- Born: Christine Hammond November 25, 1956 (age 69) England, United Kingdom
- Genres: Rock, pop
- Occupations: Singer, musician
- Years active: 1970s–present

= Chrissie Hammond =

English singer and musician

Chrissie Hammond (born 1956) is an English singer and musician, best known as one half of the rock duo Cheetah (band), which she formed with her sister Lyndsay Hammond, and as a long-time vocalist with keyboardist Rick Wakeman. She was also an early member of the soft rock band Air Supply.

== Early life ==
Hammond was born in England in 1956 and later moved to Australia. Details of her early musical influences are limited in published sources, but she began performing in musical theatre during the 1970s.

== Career ==

=== Early career ===
Hammond first came to prominence in 1975 when she performed as Mary Magdalene in the Australian production of Jesus Christ Superstar.

In 1976, she co-founded Air Supply with Russell Hitchcock and Graham Russell, singing on the group’s first single "Love and Other Bruises" before leaving to pursue other projects.

=== Cheetah ===
In 1976, Chrissie and her sister Lyndsay formed the rock duo Cheetah (band). The group signed with Albert Productions and had several singles, including a Top Ten hit in Australia with "Walking in the Rain" (1978). They toured widely, supporting acts such as U2, Neil Young, and Jackson Browne, and performed at major festivals including the Reading Festival in 1982. Cheetah disbanded in 1984 but briefly reunited in 2006 for a European tour.
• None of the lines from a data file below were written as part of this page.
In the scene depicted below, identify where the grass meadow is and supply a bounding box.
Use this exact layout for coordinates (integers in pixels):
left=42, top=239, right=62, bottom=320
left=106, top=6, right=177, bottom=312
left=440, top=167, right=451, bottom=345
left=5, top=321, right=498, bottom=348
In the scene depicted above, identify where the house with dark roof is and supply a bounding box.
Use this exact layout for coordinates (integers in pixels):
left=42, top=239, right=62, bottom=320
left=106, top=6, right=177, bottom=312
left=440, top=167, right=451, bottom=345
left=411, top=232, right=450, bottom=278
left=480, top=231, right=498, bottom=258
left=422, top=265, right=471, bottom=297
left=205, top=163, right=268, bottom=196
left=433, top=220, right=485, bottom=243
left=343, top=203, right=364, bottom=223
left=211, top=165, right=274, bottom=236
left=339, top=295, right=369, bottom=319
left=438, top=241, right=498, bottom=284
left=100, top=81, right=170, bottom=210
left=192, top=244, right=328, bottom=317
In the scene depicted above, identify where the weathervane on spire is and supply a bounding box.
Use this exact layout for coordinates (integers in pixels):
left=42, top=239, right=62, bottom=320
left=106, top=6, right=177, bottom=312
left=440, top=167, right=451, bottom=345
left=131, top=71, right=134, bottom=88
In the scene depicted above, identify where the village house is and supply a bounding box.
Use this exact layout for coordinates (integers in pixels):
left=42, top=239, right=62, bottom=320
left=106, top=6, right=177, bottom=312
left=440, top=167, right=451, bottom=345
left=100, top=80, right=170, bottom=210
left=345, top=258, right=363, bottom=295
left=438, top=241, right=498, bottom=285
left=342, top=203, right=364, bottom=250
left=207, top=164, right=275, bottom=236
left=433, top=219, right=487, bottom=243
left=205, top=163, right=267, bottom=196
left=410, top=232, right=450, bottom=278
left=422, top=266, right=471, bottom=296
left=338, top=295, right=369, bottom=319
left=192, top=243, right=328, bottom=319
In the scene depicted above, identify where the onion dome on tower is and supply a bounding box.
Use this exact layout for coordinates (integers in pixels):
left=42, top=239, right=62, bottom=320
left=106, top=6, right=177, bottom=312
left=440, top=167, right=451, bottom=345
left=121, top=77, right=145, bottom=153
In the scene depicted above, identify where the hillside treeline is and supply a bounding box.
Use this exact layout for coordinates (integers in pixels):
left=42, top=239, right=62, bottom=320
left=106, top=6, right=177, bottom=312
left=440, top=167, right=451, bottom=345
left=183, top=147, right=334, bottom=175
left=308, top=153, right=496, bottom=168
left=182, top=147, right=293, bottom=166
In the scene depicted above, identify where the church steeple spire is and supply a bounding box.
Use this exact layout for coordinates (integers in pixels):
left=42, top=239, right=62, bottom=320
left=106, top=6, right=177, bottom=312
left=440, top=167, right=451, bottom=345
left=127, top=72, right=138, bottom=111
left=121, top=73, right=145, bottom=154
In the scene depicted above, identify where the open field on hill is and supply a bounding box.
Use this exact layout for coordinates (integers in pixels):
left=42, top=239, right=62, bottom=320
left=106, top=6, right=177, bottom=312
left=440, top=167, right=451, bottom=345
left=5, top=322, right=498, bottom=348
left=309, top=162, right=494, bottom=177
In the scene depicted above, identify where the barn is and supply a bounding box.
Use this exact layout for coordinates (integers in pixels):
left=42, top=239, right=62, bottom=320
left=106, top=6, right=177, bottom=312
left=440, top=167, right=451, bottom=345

=== Work with Rick Wakeman ===
Following Cheetah’s split, Hammond became a regular vocalist with keyboardist Rick Wakeman, appearing on more than a dozen of his albums from the mid-1980s onwards.

=== Later work ===
Hammond has continued to perform both solo and in collaborations. She has made television and stage appearances, and has been interviewed reflecting on her career and experiences in the Australian and British music industries.

== Discography ==

=== With Cheetah ===
- Rock and Roll Women (1982, Albert Productions)
- Singles include "Walking in the Rain" (1978) – AUS #10

=== With Air Supply ===
- Contributed vocals on early Air Supply material, including the 1976 single "Love and Other Bruises".

=== With Rick Wakeman ===
- Featured vocalist on albums including Live at Hammersmith (1985), Time Machine (1988), and others.